O incentivo à agroecologia atinge imediatamente as vidas dos pequenos produtores, que se fortalecem economicamente, e dos consumidores, que passam a ter acesso a mais alimentos saudáveis e a preços menores. Isso tudo se reflete positivamente nos indicadores de saúde das localidades.

É no plano local que se constrói a mudança concreta, e daí vem a importância das prefeituras no desenvolvimento de um sistema alimentar genuinamente voltado para atender as necessidades da população.

transição para o sonho

A transição de um sistema produtivo dependente do transporte motorizado para um mundo dos sonhos, em que bicicletas transportem alimentos para todos, só pode ser feita de maneira gradativa. Conforme os vários elos dessa rede são substituídos, a rede inteira vai sendo repensada para se compor de distâncias pedaláveis. Em algum momento, passa a ser possível transportar a maioria dos alimentos desde o produtor até o consumidor final sem usar combustíveis fósseis.

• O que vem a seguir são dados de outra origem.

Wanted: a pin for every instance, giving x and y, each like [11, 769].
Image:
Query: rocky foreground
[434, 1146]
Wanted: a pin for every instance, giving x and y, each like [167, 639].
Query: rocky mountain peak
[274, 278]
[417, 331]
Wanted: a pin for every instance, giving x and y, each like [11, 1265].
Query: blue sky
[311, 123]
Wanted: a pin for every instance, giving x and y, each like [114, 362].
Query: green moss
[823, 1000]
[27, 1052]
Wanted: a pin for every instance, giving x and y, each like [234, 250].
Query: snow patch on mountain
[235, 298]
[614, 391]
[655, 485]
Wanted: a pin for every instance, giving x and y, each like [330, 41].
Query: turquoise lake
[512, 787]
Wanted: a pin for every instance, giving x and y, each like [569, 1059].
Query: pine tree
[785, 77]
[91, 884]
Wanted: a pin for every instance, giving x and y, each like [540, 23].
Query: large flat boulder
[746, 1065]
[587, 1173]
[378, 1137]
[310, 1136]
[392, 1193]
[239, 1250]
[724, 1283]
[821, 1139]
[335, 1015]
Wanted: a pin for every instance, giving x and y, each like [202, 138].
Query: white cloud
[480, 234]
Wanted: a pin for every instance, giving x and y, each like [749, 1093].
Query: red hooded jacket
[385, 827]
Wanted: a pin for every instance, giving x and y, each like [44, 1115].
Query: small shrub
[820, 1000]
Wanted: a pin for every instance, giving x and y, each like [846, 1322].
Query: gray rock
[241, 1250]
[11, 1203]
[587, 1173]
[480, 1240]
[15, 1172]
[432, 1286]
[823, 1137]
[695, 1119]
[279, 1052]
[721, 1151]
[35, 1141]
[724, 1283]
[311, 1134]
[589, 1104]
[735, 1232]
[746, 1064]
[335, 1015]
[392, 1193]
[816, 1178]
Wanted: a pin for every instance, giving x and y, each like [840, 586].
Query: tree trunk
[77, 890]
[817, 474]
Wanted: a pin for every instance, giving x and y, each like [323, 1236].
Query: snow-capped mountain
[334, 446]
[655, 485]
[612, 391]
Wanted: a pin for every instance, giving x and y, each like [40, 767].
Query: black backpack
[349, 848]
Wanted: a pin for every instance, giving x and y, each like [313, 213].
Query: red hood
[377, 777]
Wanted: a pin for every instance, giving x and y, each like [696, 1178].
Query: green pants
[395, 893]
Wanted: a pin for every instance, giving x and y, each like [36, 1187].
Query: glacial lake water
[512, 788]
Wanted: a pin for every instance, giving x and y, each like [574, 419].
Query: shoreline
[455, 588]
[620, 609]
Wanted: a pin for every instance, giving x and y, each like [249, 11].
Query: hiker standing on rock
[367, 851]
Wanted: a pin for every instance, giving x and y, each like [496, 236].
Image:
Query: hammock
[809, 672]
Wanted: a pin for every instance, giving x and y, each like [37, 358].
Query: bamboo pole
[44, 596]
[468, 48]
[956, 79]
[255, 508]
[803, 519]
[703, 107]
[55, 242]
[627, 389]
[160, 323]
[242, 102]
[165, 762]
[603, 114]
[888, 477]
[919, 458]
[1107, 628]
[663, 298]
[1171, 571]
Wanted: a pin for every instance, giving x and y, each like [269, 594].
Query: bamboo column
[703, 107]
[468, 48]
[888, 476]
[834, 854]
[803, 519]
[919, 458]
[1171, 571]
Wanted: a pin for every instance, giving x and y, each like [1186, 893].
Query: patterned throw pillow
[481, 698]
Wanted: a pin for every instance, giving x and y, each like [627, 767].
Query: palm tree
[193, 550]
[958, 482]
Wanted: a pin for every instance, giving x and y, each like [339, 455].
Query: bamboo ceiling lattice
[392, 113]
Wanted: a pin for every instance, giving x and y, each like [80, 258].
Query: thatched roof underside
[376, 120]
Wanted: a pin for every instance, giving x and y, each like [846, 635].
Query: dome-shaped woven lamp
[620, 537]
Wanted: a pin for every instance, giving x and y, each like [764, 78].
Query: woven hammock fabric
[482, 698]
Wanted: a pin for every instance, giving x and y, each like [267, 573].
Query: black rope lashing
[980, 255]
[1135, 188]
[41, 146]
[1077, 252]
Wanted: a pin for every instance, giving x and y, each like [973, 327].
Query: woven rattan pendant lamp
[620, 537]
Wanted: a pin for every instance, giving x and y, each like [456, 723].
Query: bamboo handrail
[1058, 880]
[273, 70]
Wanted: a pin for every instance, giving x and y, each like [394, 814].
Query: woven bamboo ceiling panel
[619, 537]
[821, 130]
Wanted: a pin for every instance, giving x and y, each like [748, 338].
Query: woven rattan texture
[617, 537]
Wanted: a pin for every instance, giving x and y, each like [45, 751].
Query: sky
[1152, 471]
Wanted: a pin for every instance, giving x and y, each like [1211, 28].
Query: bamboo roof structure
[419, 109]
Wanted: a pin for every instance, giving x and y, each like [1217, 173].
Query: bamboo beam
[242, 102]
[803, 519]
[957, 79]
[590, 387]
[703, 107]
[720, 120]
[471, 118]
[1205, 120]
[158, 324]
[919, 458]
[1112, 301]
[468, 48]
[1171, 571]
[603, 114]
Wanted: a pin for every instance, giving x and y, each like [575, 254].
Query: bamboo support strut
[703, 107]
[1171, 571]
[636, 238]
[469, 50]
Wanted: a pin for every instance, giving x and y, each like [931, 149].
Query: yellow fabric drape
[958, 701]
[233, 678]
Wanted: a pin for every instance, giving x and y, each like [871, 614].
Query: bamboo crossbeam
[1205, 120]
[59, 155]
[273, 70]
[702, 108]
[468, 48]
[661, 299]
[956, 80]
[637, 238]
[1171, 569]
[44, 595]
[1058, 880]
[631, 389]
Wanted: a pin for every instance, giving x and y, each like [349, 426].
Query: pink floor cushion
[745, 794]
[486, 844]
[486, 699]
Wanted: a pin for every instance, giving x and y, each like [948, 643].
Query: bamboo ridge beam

Uma mudança como essa vem acontecendo por meio da parceria entre o Bicicarreto e a Ecoz. Parte de sua rede local de produtores na cidade de Osasco é formada pelos Quintais Solidários: amigos e parceiros que têm algum alimento crescendo de sobra em seus quintais e doam à Ecoz para que sejam oferecidos de presente nas cestas.

Maços de ora pro nobis ou ramos de louro, mesmo em quantidade suficiente para mais de sessenta cestas, podem ser transportados em apenas uma viagem, feita por uma única bicicleta.

Mais de sessenta famílias receberam maços de louro daquele pé. Foto: Zeck

A ideia do Quintal Solidário é tão inspiradora que faz até pensar numa rede de vizinhos em que cada um tenha uma fruta ou verdura crescendo em abundância no quintal e, por meio de trocas não monetizadas, distribuam esses produtos entre si, ou seja, todos tenham de tudo! Tão pertinho que talvez nem precise de bicicletas.

A cultura da sociedade de consumo, com toda sua pressa, distâncias desnecessárias e narrativas para produzir desconfiança entre as pessoas, insiste em nos fazer acreditar que isso é apenas sonho.

Sim, é esse o nosso sonho, e sem o apenas. Criando conexões pedaláveis e implementando aos poucos o conceito de Bicicarreto seguimos, em pequenos passos, na direção dessa utopia.

nova parceria: Bicicarreto e Urban Farm Ipiranga

O Bicicarreto começa a colher seus frutos!

Celebramos aqui a nossa primeira articulação para que um produtor passe a distribuir de bicicleta a sua produção. A partir desta data, a Urban Farm Ipiranga entrega suas cestas de produtos orgânicos por meio de bicicletas.

Foto: César Moreira

Desde nosso primeiro contato, o responsável pela Urban Farm Ipiranga, César Moreira, já demonstrou interesse em trabalhar dessa forma. Mais duas conversas foram suficientes para organizar todos os detalhes (logística, equipamentos) e está pronto o sistema de Bicicarreto. O ciclista William Bezerra, que está agora colaborando nos cuidados da horta, é também graduando em nutrição, e traz informações preciosas sobre os alimentos das cestas. Antes, as entregas eram feitas de carro, pelo próprio César.

Os clientes regulares da Urban Farm vão continuar recebendo em casa as suas cestas, semanalmente. Só que agora os produtos irão desde a horta, no bairro do Ipiranga, até suas casas sem consumir uma única gota de combustível!